Labor, the Greens, and all the economic commentators cry that increasing housing supply is the only answer to the housing and rental crisis.  

For example, Prime Minister Anthony Albanese said, “Supply is the key to putting downward pressure [on rent] and assisting renters”, along with a package of “sensible renters’ rights”.  

Finance Minister Katy Gallagher concentrated all her comments about the housing crisis in a recent Q and A appearance on supply.  

And in reasoning typical of economic commentators, one of Australia’s best economic journalists, Elizabeth Knight, wrote: “There are only two ways to solve this rental crisis – increase the amount of housing stock or increase the number of occupants living in a property.”  

It goes on and on. Everyone in the business, economics and politics spheres says we must tear away planning rules to cram in more people and to tear away zoning laws to build houses willy-nilly everywhere. Supply, supply, supply, is the only solution, they say. They are utterly wrong.  
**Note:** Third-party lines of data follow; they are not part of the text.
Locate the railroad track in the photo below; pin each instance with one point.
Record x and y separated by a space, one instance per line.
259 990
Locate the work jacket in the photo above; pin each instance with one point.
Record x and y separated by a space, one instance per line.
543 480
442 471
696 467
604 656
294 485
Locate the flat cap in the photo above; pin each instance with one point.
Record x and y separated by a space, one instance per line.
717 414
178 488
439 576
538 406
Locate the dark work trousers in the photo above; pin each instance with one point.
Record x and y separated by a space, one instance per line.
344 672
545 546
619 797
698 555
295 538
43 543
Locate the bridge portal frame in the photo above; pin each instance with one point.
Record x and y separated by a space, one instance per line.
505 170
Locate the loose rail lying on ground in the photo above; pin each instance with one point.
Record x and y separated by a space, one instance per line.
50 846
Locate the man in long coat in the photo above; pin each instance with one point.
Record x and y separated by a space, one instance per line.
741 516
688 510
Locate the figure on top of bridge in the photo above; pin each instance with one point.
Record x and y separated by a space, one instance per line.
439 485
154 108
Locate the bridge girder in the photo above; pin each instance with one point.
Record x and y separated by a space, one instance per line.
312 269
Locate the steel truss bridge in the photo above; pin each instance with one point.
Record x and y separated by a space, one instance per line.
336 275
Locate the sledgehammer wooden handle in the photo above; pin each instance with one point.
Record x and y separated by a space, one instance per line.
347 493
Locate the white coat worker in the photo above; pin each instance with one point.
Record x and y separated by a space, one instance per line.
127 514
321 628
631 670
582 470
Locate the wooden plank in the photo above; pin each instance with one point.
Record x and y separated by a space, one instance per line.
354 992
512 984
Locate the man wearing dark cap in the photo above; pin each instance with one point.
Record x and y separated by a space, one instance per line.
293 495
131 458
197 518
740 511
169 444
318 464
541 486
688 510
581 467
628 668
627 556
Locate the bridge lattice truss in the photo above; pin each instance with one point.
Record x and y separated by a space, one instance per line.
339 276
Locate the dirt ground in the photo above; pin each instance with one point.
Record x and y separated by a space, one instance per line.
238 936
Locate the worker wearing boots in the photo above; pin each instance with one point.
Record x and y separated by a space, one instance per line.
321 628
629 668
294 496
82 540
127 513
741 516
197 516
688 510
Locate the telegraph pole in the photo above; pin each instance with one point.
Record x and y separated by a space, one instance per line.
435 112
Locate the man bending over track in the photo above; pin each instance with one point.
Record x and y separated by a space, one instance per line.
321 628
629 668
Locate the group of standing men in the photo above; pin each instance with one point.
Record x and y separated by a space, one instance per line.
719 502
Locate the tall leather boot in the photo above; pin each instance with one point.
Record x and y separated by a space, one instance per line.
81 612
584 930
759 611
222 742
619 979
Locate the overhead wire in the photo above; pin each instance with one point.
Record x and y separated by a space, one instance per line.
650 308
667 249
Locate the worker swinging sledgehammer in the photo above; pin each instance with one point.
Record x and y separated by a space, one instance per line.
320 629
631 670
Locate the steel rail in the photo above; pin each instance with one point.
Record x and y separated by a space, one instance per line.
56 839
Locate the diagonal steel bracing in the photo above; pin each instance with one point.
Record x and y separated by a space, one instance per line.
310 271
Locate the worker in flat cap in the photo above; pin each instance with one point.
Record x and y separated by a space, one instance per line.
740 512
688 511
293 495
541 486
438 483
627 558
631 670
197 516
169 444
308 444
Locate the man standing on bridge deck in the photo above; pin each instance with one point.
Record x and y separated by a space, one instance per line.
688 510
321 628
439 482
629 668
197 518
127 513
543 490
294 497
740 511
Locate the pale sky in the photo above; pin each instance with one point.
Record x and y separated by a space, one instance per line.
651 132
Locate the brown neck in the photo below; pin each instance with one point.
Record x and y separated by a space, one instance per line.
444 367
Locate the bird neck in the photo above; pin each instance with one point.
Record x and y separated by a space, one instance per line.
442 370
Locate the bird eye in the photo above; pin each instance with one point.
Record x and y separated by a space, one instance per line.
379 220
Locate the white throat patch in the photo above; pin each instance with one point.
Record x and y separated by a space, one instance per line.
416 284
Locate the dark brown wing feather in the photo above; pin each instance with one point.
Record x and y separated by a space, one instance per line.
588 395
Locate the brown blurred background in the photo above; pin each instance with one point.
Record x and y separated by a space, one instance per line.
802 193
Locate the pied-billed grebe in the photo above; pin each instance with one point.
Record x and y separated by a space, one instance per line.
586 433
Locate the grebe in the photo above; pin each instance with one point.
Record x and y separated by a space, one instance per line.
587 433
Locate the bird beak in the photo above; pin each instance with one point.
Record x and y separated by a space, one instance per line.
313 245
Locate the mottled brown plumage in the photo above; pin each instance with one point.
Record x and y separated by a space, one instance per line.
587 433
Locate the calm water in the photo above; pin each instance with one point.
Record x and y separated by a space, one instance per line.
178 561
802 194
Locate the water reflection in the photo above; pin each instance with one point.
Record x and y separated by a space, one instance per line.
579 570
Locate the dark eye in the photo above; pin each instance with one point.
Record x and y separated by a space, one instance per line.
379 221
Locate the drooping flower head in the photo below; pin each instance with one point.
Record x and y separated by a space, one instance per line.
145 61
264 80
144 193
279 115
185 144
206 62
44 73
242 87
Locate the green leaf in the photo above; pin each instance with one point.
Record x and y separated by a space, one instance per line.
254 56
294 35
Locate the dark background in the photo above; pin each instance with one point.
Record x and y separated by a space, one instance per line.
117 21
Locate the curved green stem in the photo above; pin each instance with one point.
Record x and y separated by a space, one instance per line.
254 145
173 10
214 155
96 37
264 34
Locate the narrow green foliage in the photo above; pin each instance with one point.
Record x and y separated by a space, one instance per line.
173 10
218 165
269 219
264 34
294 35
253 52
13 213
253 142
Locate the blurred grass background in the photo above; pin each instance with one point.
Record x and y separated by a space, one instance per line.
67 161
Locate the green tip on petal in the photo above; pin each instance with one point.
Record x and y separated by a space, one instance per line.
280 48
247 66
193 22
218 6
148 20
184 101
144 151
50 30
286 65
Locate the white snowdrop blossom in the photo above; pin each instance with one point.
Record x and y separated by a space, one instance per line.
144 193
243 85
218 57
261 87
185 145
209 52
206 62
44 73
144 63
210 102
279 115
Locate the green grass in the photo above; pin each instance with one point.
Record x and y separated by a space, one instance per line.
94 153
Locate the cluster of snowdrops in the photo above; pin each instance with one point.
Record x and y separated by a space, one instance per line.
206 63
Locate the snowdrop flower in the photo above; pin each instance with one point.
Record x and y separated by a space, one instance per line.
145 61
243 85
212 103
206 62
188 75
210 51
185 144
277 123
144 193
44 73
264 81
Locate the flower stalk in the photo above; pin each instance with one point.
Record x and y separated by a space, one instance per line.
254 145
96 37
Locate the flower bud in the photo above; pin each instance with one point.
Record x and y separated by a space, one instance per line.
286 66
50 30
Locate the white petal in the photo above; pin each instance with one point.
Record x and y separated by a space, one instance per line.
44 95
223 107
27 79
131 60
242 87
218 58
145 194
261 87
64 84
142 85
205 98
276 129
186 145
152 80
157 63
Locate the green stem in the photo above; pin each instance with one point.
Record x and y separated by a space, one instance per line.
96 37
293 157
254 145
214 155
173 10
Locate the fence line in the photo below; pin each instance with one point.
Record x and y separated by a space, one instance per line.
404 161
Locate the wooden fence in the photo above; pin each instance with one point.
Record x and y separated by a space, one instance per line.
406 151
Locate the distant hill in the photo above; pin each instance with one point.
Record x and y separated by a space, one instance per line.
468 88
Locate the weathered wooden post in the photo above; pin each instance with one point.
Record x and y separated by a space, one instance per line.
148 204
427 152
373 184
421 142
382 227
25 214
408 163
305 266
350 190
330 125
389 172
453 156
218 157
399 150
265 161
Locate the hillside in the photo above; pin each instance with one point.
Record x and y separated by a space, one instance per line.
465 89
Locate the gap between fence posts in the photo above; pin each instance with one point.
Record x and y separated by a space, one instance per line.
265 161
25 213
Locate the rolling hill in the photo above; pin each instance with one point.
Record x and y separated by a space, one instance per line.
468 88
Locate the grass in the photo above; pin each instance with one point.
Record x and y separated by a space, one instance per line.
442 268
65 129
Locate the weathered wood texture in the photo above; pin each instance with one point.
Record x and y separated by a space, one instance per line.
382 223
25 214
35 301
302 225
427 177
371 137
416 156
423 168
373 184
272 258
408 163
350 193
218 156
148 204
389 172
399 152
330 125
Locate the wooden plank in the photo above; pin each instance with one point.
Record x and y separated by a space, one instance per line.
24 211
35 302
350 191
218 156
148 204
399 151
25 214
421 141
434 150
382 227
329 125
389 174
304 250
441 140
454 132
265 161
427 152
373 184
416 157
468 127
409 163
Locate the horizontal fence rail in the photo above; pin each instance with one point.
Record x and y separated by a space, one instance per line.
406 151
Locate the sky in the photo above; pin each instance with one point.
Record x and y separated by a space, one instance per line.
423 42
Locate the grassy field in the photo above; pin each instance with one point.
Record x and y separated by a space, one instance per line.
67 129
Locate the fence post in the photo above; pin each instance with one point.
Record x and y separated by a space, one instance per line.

The 300,000 elephants in the room each year are never mentioned. This is the demand side which is caused by upwards of 300,000 people being allowed each year to come to live in Australia. The housing and rental crisis in Australia is directly caused by too much demand, generated by ramped up immigration. The housing and rental crisis is created only by too much demand. If you turn off the demand the crisis ends. The very costly so-called supply crisis disappears.  

The only sensible comments on the issue in mainstream media these days come from increasingly frustrated ordinary writers of letters to the editor and posts by members of the public of comments on increasingly maddening articles obstinately blinded or wilfully back-turned from the real cause of the so-called crisis.  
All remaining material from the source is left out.